I'm right about this haunt being new, because she just looks more confused.
"Fix it?" she asks. "How?"

"He's dying." I shrug, gesturing toward the diner. "Kiss him."

A kiss from a haunt can kill the living or heal the dying. It's one of those
nasty double-edged swords the twilight is so fond of. Kiss the haunt too soon
and it's goodbye, you silly mortal coil. Put it off too long, and all the kiss
will do is guarantee that you'll be coming back as a haunt yourself. I'm
gambling a little--Tom could be further gone now than he was when I left him—but
I don't think so. He was holding on pretty tightly when I came outside.

"No more jars?"

"No more jars," I promise, and just like that, the haunt's gone, soaring
toward the diner. She vanishes through the window, and the screaming inside
starts all over again.

This time, I don't bother hurrying as I walk toward the sound of screams. I'm
done with good deeds for the night.

***

"It was amazing," Angela says, grabbing my hands for what feels like the
seventy-third time. "This...this glowing figure came right through the wall, and
she kissed him, and his arm just healed! Like it was never hurt in the first
place! It's a miracle!"

"Uh-huh," I agree. Katherine and Tom have the spirit jar that contains the
Maggy Dhu. They've promised to seal it and drop it into the nearest lake without
telling the others, and that's good enough for me. If they decide to play
Pandora, well, they can't say I didn't warn them.

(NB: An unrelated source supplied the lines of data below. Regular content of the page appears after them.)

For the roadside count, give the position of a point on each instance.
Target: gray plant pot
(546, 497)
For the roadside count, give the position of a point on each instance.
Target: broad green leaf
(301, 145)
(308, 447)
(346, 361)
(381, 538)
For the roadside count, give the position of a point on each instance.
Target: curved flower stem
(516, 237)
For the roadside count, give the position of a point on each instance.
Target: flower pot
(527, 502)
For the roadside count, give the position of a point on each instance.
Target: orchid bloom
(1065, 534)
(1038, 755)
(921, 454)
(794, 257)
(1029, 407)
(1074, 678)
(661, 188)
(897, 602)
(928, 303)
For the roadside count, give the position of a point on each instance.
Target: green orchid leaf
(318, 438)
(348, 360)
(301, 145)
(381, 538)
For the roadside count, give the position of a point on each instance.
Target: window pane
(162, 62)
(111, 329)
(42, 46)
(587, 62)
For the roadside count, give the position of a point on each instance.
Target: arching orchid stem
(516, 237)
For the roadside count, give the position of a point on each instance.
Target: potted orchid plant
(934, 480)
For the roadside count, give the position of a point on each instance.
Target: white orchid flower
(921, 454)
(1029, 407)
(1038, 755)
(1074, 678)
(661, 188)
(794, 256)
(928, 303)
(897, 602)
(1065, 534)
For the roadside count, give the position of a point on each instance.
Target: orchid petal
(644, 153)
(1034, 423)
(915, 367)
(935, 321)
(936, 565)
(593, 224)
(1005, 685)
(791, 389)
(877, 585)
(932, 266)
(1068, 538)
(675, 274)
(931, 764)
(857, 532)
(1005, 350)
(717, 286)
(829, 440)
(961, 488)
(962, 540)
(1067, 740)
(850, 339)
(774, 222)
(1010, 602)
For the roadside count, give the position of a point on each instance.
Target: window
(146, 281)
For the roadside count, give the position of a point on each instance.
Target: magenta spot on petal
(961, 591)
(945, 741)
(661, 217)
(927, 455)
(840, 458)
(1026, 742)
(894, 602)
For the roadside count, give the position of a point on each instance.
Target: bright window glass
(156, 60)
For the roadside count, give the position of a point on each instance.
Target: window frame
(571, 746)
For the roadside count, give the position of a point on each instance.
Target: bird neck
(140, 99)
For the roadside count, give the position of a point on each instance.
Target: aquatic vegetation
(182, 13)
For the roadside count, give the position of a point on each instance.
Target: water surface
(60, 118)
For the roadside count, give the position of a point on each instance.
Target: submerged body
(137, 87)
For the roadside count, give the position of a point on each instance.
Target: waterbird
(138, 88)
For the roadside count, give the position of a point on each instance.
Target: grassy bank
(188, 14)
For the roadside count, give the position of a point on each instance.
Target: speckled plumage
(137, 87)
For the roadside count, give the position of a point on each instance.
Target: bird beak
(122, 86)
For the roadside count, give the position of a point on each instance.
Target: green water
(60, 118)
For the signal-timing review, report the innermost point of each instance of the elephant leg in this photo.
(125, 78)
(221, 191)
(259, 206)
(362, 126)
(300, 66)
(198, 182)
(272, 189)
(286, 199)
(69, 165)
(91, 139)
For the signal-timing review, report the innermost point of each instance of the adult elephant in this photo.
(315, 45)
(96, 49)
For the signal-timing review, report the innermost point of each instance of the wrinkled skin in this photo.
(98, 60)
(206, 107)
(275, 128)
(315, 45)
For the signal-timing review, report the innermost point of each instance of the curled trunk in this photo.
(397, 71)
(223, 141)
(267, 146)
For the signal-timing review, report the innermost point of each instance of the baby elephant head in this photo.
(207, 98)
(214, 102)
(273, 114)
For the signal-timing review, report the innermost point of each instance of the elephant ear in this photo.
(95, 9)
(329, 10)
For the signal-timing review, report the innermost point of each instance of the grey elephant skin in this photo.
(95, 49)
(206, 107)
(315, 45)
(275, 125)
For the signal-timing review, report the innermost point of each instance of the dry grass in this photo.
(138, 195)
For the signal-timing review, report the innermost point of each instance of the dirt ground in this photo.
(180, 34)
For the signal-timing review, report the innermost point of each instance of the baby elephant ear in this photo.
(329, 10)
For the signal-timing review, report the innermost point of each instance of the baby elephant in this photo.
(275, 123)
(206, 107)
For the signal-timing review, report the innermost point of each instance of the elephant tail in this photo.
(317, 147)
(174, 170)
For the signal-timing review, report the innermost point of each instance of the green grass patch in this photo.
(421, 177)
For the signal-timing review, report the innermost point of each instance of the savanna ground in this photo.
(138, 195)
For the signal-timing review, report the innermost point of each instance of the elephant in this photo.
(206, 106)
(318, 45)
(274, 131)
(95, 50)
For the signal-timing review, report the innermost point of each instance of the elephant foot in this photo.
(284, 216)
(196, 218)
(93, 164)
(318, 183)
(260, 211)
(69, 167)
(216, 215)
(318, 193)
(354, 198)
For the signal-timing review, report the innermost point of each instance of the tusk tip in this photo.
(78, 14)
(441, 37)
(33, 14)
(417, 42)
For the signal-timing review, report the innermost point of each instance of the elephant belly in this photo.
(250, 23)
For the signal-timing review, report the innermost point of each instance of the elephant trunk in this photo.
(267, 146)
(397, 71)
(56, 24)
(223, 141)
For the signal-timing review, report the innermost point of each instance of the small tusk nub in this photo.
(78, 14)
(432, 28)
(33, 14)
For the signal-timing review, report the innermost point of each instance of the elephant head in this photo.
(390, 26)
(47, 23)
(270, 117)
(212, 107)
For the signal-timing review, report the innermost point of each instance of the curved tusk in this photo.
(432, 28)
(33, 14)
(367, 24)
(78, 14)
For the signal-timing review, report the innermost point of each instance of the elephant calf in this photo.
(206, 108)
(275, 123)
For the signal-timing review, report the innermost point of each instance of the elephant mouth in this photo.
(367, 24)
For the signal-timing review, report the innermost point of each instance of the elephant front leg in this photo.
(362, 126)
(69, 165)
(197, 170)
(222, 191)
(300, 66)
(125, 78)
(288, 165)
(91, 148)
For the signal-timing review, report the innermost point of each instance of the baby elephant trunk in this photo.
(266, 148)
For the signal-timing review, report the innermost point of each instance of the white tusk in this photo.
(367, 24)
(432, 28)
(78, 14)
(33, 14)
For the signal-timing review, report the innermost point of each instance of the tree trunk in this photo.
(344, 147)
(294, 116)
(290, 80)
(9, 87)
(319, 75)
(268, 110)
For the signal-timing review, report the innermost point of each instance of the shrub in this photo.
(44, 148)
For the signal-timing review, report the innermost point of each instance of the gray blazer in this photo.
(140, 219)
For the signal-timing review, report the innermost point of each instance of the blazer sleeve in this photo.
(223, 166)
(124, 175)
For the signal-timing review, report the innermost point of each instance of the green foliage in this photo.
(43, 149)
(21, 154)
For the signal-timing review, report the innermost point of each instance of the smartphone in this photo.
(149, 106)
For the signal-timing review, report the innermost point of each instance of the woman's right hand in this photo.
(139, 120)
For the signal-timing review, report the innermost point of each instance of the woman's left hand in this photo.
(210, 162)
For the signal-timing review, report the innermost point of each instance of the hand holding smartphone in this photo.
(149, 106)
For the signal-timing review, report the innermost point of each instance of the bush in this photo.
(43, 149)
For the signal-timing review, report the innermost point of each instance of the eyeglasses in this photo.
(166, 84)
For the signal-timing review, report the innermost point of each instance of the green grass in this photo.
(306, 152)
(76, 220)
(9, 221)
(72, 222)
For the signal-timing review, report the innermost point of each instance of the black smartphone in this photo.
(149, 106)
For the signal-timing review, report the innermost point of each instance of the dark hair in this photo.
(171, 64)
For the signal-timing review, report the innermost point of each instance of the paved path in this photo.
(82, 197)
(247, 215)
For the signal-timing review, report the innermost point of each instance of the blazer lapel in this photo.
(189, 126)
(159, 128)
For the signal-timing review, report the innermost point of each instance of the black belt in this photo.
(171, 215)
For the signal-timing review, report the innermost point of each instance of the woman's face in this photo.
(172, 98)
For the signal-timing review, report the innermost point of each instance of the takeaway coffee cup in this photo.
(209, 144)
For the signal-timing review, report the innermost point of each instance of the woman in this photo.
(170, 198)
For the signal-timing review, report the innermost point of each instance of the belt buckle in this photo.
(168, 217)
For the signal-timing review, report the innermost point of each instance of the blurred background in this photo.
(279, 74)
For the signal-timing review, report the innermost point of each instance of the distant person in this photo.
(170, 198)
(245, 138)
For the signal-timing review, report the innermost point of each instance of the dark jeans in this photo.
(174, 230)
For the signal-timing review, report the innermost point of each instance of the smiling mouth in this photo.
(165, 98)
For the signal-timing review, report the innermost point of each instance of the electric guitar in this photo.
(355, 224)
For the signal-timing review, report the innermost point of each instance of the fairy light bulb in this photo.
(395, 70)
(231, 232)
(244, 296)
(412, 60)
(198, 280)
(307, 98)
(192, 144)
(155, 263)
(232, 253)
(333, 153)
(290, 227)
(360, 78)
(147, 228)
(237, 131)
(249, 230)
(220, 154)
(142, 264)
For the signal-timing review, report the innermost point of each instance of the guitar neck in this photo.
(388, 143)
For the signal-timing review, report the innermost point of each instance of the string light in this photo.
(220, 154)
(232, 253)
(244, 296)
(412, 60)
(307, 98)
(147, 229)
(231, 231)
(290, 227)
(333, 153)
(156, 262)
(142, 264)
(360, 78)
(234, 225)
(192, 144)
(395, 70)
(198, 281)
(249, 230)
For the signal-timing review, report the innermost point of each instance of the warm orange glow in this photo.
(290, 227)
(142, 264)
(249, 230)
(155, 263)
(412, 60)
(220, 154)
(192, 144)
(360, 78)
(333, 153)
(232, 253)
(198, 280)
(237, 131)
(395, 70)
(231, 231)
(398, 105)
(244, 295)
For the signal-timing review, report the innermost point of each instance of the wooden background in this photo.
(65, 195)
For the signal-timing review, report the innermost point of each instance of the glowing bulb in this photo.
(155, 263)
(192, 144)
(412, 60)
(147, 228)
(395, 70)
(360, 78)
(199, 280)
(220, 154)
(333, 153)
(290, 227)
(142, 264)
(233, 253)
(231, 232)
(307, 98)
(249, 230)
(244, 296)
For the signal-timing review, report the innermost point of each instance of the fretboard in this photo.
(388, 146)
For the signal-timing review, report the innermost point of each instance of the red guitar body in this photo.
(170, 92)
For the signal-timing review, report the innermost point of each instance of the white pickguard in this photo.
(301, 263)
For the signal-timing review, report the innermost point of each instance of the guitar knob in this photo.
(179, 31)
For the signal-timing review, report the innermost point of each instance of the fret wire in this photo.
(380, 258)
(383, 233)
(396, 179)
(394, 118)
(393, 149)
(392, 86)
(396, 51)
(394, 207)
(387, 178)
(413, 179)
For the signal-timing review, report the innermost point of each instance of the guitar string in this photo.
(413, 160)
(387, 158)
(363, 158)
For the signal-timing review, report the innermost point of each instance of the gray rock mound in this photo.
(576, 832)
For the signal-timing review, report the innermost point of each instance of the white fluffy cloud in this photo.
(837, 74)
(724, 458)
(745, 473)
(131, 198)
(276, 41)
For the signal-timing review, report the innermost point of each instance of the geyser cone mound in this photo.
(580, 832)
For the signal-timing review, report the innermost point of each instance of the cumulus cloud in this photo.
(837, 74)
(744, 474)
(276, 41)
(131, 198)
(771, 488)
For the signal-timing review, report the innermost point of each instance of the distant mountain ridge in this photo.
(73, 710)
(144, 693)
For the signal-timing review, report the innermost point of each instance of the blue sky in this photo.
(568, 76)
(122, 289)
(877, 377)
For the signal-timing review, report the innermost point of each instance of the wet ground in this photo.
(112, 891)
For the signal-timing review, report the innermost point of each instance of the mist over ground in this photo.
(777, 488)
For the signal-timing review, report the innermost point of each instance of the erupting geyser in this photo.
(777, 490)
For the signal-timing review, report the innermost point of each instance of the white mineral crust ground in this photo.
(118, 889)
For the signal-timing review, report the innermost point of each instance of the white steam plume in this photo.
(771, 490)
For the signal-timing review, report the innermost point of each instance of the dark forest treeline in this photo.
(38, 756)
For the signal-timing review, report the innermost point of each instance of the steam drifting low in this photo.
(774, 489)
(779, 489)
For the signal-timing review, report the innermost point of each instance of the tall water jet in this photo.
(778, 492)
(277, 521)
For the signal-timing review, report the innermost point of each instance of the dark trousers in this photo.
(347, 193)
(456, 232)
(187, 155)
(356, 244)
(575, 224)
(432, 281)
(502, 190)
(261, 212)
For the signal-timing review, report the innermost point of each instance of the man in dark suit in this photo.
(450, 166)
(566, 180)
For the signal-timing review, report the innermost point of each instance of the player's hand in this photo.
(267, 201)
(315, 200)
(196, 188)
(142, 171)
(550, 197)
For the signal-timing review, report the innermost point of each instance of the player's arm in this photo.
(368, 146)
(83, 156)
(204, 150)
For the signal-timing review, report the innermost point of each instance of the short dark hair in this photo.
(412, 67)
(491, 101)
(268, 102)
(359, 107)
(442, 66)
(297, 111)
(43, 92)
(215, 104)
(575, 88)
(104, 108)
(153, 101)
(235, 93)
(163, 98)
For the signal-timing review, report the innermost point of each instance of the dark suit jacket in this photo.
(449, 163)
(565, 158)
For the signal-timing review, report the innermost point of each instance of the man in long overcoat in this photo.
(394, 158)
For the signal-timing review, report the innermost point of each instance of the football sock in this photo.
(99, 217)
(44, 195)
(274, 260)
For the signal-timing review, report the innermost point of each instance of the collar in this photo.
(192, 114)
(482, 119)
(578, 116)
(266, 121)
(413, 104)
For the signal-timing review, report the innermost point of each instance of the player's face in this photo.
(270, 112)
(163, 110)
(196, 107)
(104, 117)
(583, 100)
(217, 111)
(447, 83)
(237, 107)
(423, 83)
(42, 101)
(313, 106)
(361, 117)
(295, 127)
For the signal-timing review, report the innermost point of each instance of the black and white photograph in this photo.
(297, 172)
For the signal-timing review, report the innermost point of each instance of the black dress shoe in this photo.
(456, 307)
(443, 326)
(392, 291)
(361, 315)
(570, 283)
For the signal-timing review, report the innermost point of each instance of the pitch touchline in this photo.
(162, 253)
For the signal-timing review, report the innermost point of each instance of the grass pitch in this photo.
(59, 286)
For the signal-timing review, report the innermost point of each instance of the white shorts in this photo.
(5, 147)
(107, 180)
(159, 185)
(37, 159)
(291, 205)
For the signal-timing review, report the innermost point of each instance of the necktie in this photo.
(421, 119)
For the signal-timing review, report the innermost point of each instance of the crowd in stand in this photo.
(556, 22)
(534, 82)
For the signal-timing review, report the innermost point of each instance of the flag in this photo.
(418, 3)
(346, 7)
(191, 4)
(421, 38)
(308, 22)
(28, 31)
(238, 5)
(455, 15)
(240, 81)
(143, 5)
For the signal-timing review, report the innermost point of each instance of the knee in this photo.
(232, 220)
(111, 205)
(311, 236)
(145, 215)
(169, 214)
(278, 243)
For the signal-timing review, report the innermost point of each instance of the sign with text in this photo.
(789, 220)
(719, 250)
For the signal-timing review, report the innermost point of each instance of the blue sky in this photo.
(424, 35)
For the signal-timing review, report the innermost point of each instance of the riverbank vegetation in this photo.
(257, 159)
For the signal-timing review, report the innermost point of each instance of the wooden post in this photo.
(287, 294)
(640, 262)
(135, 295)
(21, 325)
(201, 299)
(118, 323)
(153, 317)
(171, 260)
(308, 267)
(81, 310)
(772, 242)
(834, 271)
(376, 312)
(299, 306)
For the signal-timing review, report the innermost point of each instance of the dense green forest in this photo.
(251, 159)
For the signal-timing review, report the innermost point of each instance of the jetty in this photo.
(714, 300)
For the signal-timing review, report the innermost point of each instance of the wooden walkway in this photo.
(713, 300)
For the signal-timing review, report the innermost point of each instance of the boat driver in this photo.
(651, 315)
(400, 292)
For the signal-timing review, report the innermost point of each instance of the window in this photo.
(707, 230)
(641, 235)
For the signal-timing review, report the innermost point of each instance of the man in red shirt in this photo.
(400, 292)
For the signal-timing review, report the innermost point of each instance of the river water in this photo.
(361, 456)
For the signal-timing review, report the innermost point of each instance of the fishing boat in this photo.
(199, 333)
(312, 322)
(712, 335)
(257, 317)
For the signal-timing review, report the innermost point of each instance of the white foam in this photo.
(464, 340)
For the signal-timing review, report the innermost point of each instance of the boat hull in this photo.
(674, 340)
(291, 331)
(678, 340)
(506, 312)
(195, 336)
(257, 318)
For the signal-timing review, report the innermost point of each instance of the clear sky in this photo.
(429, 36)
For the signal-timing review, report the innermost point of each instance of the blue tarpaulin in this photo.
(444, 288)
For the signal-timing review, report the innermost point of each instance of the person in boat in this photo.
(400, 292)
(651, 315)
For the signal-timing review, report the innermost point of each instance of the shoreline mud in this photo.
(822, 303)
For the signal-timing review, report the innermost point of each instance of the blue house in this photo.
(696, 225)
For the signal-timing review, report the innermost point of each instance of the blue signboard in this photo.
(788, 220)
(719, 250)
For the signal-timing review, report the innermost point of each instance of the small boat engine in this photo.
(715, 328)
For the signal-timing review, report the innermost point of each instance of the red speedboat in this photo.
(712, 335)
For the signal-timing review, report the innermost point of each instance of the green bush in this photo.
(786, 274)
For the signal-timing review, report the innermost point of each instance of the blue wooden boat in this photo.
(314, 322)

"And Jamie got the whole thing on film!"

No, he didn't. "Uh-huh."

"I'm sorry I was such a bitch before," says Marla, walking over to us. Jamie
is half a step behind her. They both look shaken. Shaken enough not to do this
sort of thing again? I guess only time will tell. By the time it does, I plan to
be as far away as possible. "I thought you were just looking for cheap thrills.
I didn't realize you knew more about this than we did."

"Uh-huh," I agree again. It's safer than any of the alternatives I can come
up with, most of which involve laughing in her face.

"I wanted to say thank you," says Jamie. "I really don't know what would have
happened if you hadn't been here to distract that dog. I'm just sorry you missed
seeing the ghost. That was...it was amazing. It was life-changing. It almost
made all this worth it."

"Only almost," adds Marla.

"No more ghost-chasing, right?" I ask, folding my arms. "This was a one-shot
deal, it didn't work out, and now you're going to remember that your mothers
taught you not to play with dead things?"